Quand j’ai reçu le très beau La belle échappée (sorti chez Le Diplodocus), je me suis dit que ça serait l’occasion d’avoir pour invitées son autrice et son illustratrice. J’ai proposé à la première, Maylis Daufresne, de répondre à mes questions et à la seconde, Magali Dulain, de nous parler de quand elle crée. Toutes deux ont accepté, pour mon plus grand plaisir. Bon mercredi à vous !
L’interview du mercredi : Maylis Daufresne
Parlez-nous de La belle échappée, que vous venez de sortir aux éditions Le diplodocus
Il y a des projets qui voient le jour très vite (ceci étant évidemment relatif compte tenu des délais liés à l’édition) et d’autres qui « murissent » pendant… plus ou moins longtemps !
La belle échappée fait partie de ces derniers.
Je me souviens précisément du moment où l’idée m’est venue de ce petit chat facétieux qui va réussir à convaincre les animaux de la forêt de laisser Alice sortir de chez elle pour passer une nuit de rêve et de jeux avec eux.
C’était il y a pratiquement 4 ans, sur un bateau de nuit entre Marseille et la Corse. La mer était un peu forte et je n’arrivais pas à dormir. Et tout à coup j’ai imaginé ce parallèle, que je trouvais amusant, entre le discours que pourraient tenir des animaux sur le comportement des enfants dans la forêt et celui de la maman quant à celui d’un petit animal sauvage qu’on laisserait entrer dans une maison… Et l’aventure qui se dédouble, chacun finalement ayant accès à l’univers de l’autre, créant une formidable complicité entre l’enfant et le chaton.
J’ai écrit l’histoire très vite mais ensuite il a fallu du temps pour trouver une maison d’édition qui l’adopte. Ça a été le cas avec Floriane et Matthieu, du Diplodocus. D’un commun accord nous avons ensuite proposé à Magali Dulain de donner vie à Alice et à ses compagnons.
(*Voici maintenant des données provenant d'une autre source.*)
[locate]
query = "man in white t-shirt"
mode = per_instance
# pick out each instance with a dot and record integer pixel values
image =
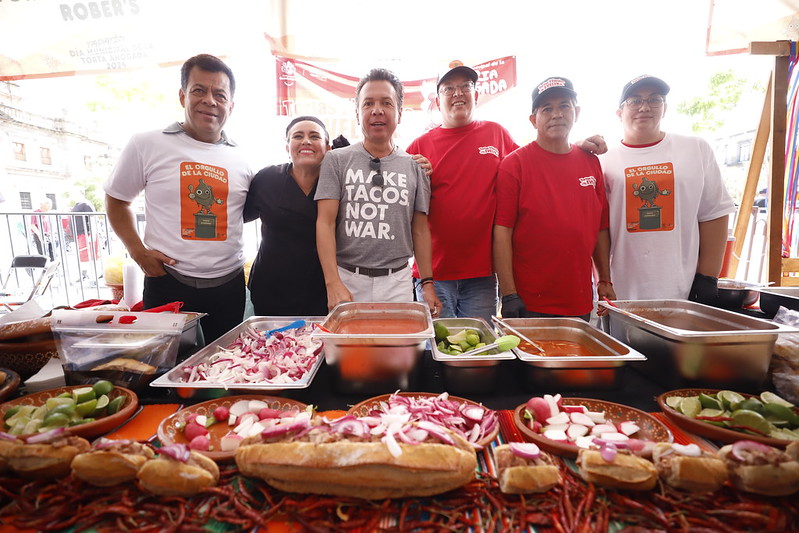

À propos de Magali Dulain, ses illustrations sont absolument magnifiques, quelle a été votre réaction quand vous les avez reçues et comment avez-vous travaillé avec elle ?
Oui les illustrations de Magali sont très belles. C’est toujours extraordinaire de voir une histoire que l’on a écrite prendre vie grâce au talent d’une illustratrice ou d’un illustrateur, à chaque fois que je recevais une nouvelle image c’était un peu Noël ! Un mélange d’émotion et de ravissement…
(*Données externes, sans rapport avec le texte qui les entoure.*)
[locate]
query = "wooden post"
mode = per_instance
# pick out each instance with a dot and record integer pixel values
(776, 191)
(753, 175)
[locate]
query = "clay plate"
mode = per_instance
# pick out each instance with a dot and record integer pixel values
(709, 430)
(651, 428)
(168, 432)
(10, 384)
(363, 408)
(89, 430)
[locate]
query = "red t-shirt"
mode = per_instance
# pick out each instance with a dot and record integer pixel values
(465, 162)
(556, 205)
Nous n’avons pas (encore) eu l’occasion de nous rencontrer avec Magali, tous les échanges se sont donc faits par mails interposés, et nous avons travaillé tout au long en étroite collaboration avec Floriane et Matthieu.
Peut-être pouvez-vous nous glisser aussi quelques mots sur Fanny et la nuit, sorti chez Alice Éditions (là encore vous avez été gâtée côté illustrations !)
C’est vrai que j’ai eu la chance de publier deux albums l’un à la suite de l’autre. Le hasard a fait que les deux abordent le thème de la nuit, mais traité très différemment.
Alice, l’héroïne de La belle échappée, regrette de ne pas pouvoir continuer à jouer dehors malgré la nuit qui approche. Elle ne va pas hésiter une seconde lorsque l’occasion se présentera de s’échapper dans les bois et de suivre les animaux sauvages pour y passer la nuit.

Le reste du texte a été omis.